The performances aren’t all bad. Leonardo DiCaprio holds the film and its convoluted confusion firmly on his shoulders, but he does deliver in doses. The scene where his character interviews inmates proves to be quite a tense, entertaining one, especially his wonderful use of a lead pencil. Yet by the end the heavy hand of the story causes him to drag the film along, so it may, at some point, finish. I believe that the Scorsese/DiCaprio relationship has become stale and needs fresh air, after three consecutive films together. Scorsese has worked with Robert De Niro on six projects, however it is my belief that the only way they kept the relationship fresh was to spend time apart.

Mark Ruffalo plays for good support, but not much of a stretch, as his character seems quite monotone, even with the events that transpire during the climax. Ben Kingsey also proves solid support in his first few scenes, however soon becomes quite an unpleasant presence by the very end, however, during the climax, he does provide excellent support at telling the audience how amazing/shocking the climax should be, in turn, not a very good thing.

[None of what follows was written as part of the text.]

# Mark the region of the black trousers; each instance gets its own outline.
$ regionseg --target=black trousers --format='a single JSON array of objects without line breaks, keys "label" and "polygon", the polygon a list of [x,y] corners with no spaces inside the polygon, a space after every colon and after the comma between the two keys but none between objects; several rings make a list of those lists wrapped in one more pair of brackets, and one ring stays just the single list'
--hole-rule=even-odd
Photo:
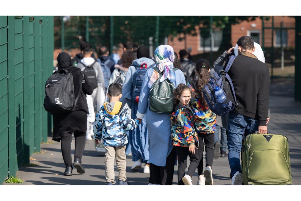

Michelle Williams is rather dull as the apparition of Daniels wife, who haunts him in numerous visions, which as mentioned, last exceedingly too long to be effective. Her character proves a distasteful one, due to her ordering nature, telling what should be done, as if she were a check-list for Daniels and the audience. In the smaller parts, Ted Levine and Jacky Earl Haley make for useless cameos, whereas Max Von Sydow is always great value, playing a rather ominous german doctor, and the characters that Emily Mortimer and Patricia Clarkson portray prove more interesting.

The film seemed, at very least, a very well put together film visually, however i, to my horror, was given a large amount of seemingly amateur editing, and a score that proves most overbearing to the film, especially at the start, only working in two scenes with a more subtle, creepier soundscape is used, being the War dream in the prison camp and Daniels flashback at the very end, creating an unsettling atmosphere the film so needed the whole time.

With these negativities, there were still good moments, such as the forementioned patient interviews, the tense questioning of the doctors motives in the cemetary, the creepy game of tag in Ward C, the very last scene. Alas these are but parts, and you could see that Scorsese wanted to create a very inner psychological experience, in the end confuses the viewer of reality and dream, which could have played an excellent compliment to Taxi Driver and The King Of Comedy, both showing the outer psychological experience from a third person view. But here, with the heavy, twisted, and ultimately cliched story structure, the idea fails to flourish; a mighty shame.

In all, it is a sadly disappointing film experience from Martin Scorsese. There will be people who will actually enjoy this, but compared to what Scorsese has previously produced, and the previous greater entries into this type of genre, like the fantastic Jacob’s Ladder, it proves a dissappointment. Show, don’t tell Martin.